We're Killing Time, Time's Killing Us

Tishkov's installation, "We're Killing Time, Time's Killing Us" (2003)
is made of glass, sand, metal, sculptures, plastic, a side table,
a stuffed animal, and a motor (170dX240h).

"In his unfinished text number seven, "The Sorrowful Remnants
of Events," Aleksandr Vvedensky wrote: "Everything breaks down
into its last fatal parts. Time eats away at the world.
I don't " What was he going to say next?
I think he meant to say, "I don't eat away at time."
That's how the idea of an installation dedicated to time came up.
A couple, sitting at a table, are just killing time - they're eating
away at time. Then time eats away at them - time kills them.
The piece has to change with the passage of time, and so that's
how the idea of a kind of installation I called
'temporal' came up. Every day, every hour, even every
moment of its existence it doesn't look the same as it did before.
At first the couple were killing Time, then Time will kill them.
That's the way Sand and Time work. So now both we and
the sand itself are being swallowed up by the
penetrating azure light of Time - you can't even see
any distinguishing features through the glass."

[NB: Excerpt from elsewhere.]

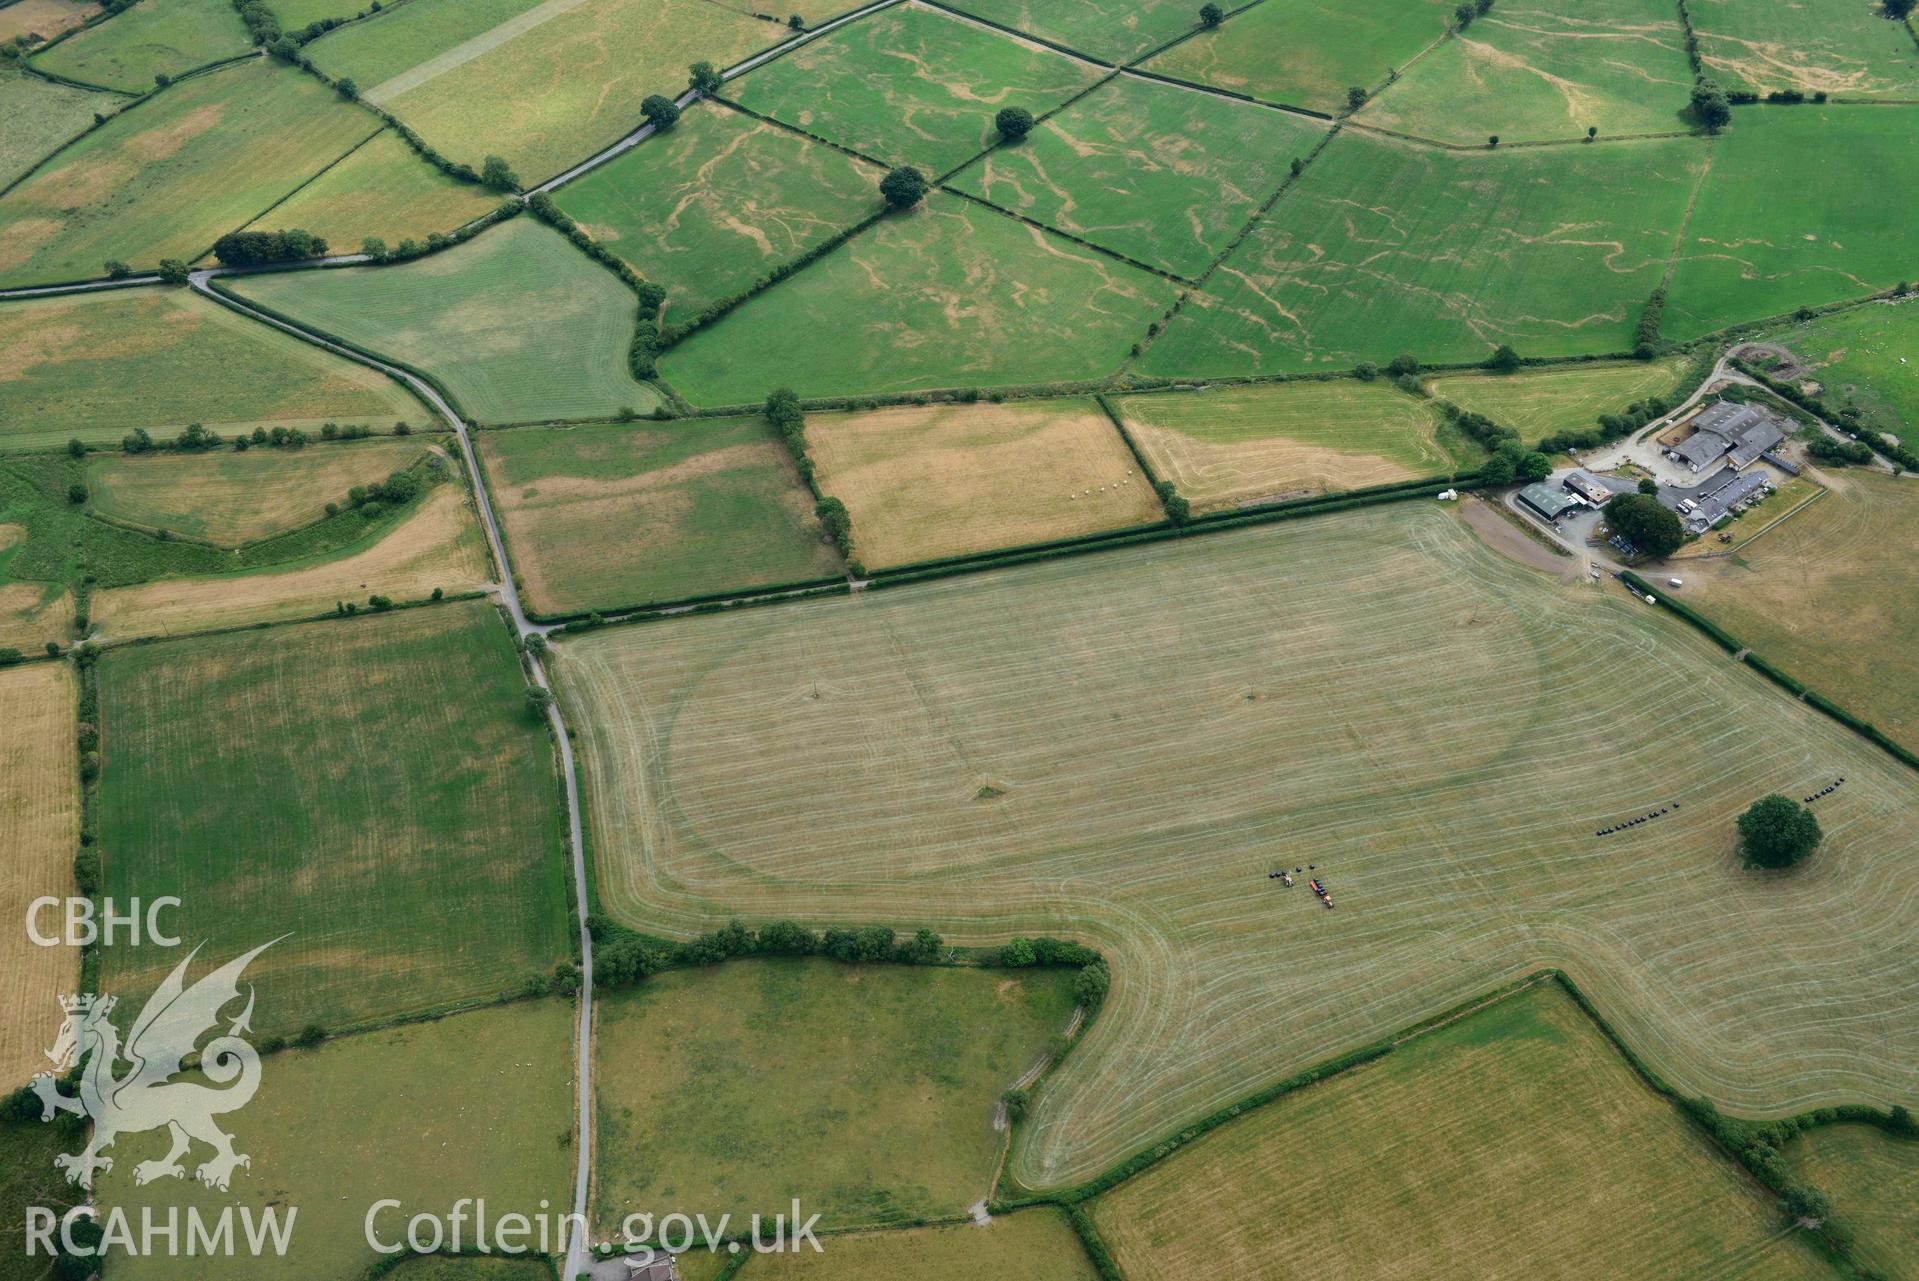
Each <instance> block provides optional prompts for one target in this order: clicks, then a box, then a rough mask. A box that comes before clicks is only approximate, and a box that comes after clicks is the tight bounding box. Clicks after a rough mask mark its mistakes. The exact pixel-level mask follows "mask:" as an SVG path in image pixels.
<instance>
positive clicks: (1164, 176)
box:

At first the sand falls on the table, as if it were supposed to be
eaten; then it starts covering up the figures of the man and
woman, and gets almost all the way to the neck by the end
of the exhibit on June 23rd. The sand weighs 2 = tons.
The inner glass is triple-layered, while the outer glass is
"magic," darkening to the color of the Lethe,
the river of oblivion. It darkens to 95% opacity and grows
translucent again in 10 minutes, and the sand falls
ceaselessly. A special built-in vacuum carries small amounts
of sand up to the well on top, so that it doesn't need to be
refilled by hand. For the first time anywhere in the world
you can see this glass in action! Everything changes
every day, every hour,every minute, and never repeats itself.